BRUSSELS (AP) - Nato foreign ministers are meeting on Tuesday in Brussels to discuss the wars in Syria and Afghanistan, and to learn the views of a new member of their club - US Secretary of State John Kerry.
Officials say there is virtually no chance that the 28-nation military alliance will intervene in Syria's bloody civil war.

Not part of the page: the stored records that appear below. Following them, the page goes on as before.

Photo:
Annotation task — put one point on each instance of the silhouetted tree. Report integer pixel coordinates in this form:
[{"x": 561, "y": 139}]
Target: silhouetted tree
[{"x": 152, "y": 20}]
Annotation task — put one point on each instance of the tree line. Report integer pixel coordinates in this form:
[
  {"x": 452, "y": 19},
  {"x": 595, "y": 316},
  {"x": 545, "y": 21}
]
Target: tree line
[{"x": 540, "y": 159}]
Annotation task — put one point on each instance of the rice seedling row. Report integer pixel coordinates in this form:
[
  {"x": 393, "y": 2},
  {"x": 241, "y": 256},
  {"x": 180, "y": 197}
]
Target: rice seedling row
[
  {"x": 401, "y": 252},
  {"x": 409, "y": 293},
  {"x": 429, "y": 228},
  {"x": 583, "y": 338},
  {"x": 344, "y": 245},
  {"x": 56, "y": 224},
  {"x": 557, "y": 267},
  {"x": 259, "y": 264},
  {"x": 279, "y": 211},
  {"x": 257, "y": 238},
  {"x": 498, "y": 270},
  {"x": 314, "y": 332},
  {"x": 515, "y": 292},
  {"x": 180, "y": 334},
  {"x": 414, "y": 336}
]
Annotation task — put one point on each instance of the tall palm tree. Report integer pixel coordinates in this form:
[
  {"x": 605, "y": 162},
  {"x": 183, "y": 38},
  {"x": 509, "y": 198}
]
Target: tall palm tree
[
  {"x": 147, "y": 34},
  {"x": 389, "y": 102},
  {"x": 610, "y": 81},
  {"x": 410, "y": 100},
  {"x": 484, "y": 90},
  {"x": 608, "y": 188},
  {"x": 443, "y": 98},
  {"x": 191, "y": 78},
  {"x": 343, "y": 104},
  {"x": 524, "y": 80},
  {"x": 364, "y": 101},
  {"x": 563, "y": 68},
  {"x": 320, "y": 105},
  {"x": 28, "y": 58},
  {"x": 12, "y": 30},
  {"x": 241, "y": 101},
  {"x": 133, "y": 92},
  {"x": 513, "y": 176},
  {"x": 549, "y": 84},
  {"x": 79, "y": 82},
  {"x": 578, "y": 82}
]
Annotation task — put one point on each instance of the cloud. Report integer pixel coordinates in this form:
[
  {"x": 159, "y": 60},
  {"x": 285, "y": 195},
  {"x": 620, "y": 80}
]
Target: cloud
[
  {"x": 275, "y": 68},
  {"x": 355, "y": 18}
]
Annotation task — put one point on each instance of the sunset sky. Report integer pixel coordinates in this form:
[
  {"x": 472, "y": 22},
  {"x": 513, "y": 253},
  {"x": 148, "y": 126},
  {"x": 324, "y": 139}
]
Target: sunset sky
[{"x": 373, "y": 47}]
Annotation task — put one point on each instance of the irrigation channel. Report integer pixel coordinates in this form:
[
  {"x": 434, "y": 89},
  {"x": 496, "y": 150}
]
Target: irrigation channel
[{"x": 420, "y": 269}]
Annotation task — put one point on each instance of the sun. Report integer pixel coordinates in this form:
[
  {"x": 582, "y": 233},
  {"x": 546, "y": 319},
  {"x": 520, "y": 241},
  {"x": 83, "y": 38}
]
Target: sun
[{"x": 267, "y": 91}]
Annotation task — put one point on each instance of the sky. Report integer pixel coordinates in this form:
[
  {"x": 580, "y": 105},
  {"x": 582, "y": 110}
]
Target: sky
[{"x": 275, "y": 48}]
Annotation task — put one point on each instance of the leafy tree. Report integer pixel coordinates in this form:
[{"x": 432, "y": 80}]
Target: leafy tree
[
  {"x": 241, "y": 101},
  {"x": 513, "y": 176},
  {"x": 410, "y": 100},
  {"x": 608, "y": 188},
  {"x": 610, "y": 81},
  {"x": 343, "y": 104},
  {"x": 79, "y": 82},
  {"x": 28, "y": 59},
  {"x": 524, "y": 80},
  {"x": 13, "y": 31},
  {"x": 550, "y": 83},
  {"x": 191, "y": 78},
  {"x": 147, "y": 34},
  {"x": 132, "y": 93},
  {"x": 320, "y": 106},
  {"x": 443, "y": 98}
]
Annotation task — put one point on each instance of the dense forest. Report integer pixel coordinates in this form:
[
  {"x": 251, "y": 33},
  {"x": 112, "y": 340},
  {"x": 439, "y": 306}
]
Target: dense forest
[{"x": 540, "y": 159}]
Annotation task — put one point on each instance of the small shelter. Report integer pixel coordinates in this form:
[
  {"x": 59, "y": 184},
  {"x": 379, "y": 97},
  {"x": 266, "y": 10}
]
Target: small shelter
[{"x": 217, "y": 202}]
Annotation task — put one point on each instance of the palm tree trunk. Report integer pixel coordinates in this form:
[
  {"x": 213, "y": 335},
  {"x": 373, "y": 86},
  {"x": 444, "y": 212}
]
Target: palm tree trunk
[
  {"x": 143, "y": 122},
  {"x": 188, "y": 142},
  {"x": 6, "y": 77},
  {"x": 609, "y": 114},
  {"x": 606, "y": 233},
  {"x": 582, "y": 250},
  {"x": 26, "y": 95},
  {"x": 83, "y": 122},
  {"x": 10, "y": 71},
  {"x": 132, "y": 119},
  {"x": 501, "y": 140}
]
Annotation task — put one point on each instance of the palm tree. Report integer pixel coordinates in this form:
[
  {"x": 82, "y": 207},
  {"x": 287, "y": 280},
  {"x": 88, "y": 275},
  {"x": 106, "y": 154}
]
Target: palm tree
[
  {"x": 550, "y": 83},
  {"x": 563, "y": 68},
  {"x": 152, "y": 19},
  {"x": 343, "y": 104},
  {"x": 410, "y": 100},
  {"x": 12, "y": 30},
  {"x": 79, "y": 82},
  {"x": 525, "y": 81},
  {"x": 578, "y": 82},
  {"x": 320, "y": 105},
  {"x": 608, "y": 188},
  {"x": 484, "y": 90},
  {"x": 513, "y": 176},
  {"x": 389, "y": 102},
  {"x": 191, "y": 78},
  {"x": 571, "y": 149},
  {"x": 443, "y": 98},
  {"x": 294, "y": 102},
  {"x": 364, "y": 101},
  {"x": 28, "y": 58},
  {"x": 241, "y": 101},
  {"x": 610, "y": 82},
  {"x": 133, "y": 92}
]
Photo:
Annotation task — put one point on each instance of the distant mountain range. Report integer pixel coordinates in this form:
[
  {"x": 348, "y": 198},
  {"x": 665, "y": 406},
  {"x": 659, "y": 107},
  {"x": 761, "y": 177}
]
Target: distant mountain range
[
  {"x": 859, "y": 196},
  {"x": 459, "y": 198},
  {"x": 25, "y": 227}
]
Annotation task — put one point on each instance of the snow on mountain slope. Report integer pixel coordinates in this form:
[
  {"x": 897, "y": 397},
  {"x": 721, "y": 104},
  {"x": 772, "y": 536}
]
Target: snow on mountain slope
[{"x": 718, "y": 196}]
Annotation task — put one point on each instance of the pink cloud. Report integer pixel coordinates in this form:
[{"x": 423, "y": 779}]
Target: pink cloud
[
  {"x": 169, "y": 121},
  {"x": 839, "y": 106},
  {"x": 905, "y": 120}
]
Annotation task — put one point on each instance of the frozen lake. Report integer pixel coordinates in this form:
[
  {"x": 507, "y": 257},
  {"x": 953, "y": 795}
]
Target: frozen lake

More than 70,000 people have died in the conflict, according to the United Nations.
The violence also has forced more than one million Syrians to seek safety abroad, and more are leaving by the day, burdening neighbouring countries such as Lebanon, Jordan, Turkey and Iraq.
"We can all see that the situation in Syria is getting worse," Nato Secretary-General Anders Fogh Rasmussen said on his way into the meeting on Tuesday morning.
"And we cannot ignore the risks of a regional spillover, with possible implications for allied security." Nato has deployed Patriot missiles to Turkey, which shares a border with Syria.
On Monday, the European Union lifted its oil embargo on Syria to provide more economic support to the forces fighting to oust the regime of Syrian President Bashar Assad.
On Afghanistan, Nato and its international allies will continue working on Tuesday to define how it will support Afghan forces after 2014, when Nato will no longer have a combat role.
Mr Kerry made no comment on his way into the meeting, other than to utter a single word - in French. Asked in French by a journalist if he would take one question, Mr Kerry smiled and replied: "Apres" - or "afterward."
He is scheduled to hold a news conference later in the day.